In [None]:
# Welcome to the Emojify Challenge!

In [None]:
##################################################
# Imports
##################################################

import numpy as np
import cv2
import os
import pandas as pd
import matplotlib.pyplot as plt
import emoji
from sklearn.linear_model import LogisticRegression
from sklearn.metrics import classification_report
from sklearn.linear_model import LogisticRegressionCV
from sklearn import preprocessing
from sklearn.metrics import precision_recall_curve
from sklearn.metrics import roc_curve
from sklearn.metrics import confusion_matrix
from sklearn.metrics import plot_confusion_matrix
from sklearn.metrics import plot_precision_recall_curve
from sklearn.preprocessing import label_binarize
from sklearn.model_selection import learning_curve
from sklearn.svm import SVC
from sklearn.ensemble import RandomForestClassifier
from sklearn.neighbors import KNeighborsClassifier

##################################################
# Params
##################################################

DATA_BASE_FOLDER = '/kaggle/input/emojify-challenge'


##################################################
# Utils
##################################################

def label_to_emoji(label):
    """
    Converts a label (int or string) into the corresponding emoji code (string) ready to be printed
    """
    return emoji.emojize(emoji_dictionary[str(label)], use_aliases=True)

# Dataset

In [None]:
##################################################
# Load dataset
##################################################

df_train = pd.read_csv(os.path.join(DATA_BASE_FOLDER, 'train.csv'))
y_train = df_train['class']
df_validation = pd.read_csv(os.path.join(DATA_BASE_FOLDER, 'validation.csv'))
y_validation = df_validation['class']
emoji_dictionary = {
    '0': '\u2764\uFE0F',
    '1': ':baseball:',
    '2': ':smile:',
    '3': ':disappointed:',
    '4': ':fork_and_knife:'
}

# See some data examples
print('EXAMPLES:\n####################')
for idx in range(10):
    print(f'{df_train["phrase"][idx]} -> {label_to_emoji(y_train[idx])}')

# Word embeddings

Words can be represented as n-dimentional vectors where the distance between points has a correspondence respect to similarity between word semantics (similar words are closer, while dissimilar ones are distant).
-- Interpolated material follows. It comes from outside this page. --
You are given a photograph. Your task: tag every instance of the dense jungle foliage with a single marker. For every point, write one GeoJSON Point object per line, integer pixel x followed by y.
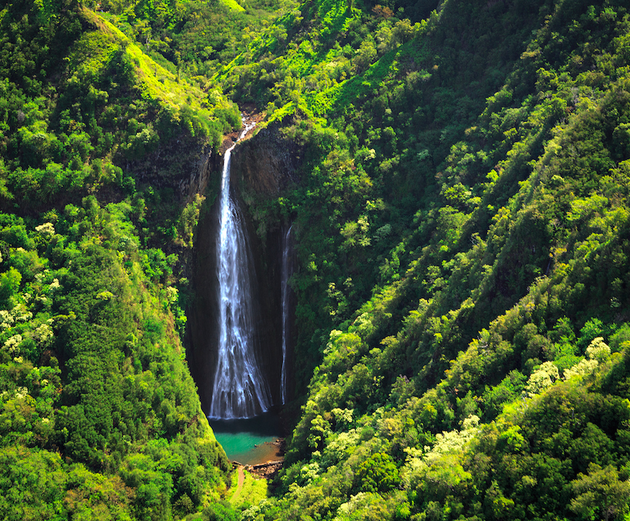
{"type": "Point", "coordinates": [463, 232]}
This representation is known as word embeddings and here is extrapolated and pre-computed from the [GloVe](https://nlp.stanford.edu/projects/glove/) model. 

Here is depicted an example of bi-dimensional word embeddings:
![word embedding](https://shanelynnwebsite-mid9n9g1q9y8tt.netdna-ssl.com/wp-content/uploads/2018/01/word-vector-space-similar-words.jpg)

In our case a single word is represented by a vector of length 25.

# Phrase representation

All the phrases are padded to the phrase of maximum length, in this case `max_len = 10`, and each phrase is represented by the concatenation of his word embeddings (each phrase thus is a 10 * 25 = 250 dimentional vector).

In [None]:
# Load phrase representation
x_train = np.load(
    os.path.join(DATA_BASE_FOLDER, 
                 'train.npy')).reshape(len(df_train), -1)
x_validation = np.load(
    os.path.join(DATA_BASE_FOLDER, 
                 'validation.npy')).reshape(len(df_validation), -1)
print(f'Word embedding size: {x_train.shape[-1]}')

exploratory data analysis

In [None]:
x_train.shape()

first of all we want see if the dataset are balenced between the classes

In [None]:
df_train['class'].plot(kind = 'hist')
plt.show()

as we see in the graph we work with unbalanced data then for evaluate our model we use precision-recall and mAP because are usually most robust.

Preprocessing data 

Standardization our dataset

In [None]:
scaler = preprocessing.StandardScaler().fit(x_train)
x_train_scaled = scaler.transform(x_train)

# Model

Here you have to implement a model (or more models, for finding the most accurate) for classification.

You can use the sklearn (or optionally other more advanced frameworks such as pytorch or tensorflow) package that contains a pool of models already implemented that perform classification. (SVMs, NNs, LR, kNN, ...)

logistic regression
implementation:

In [None]:
lr_classification = LogisticRegression()
lr_fit = lr_classification.fit(x_train, y_train)
y_pred = lr_fit.predict(x_validation)
print(y_pred)
print(accuracy(y_pred, y_validation))
print(classification_report(y_pred, y_validation))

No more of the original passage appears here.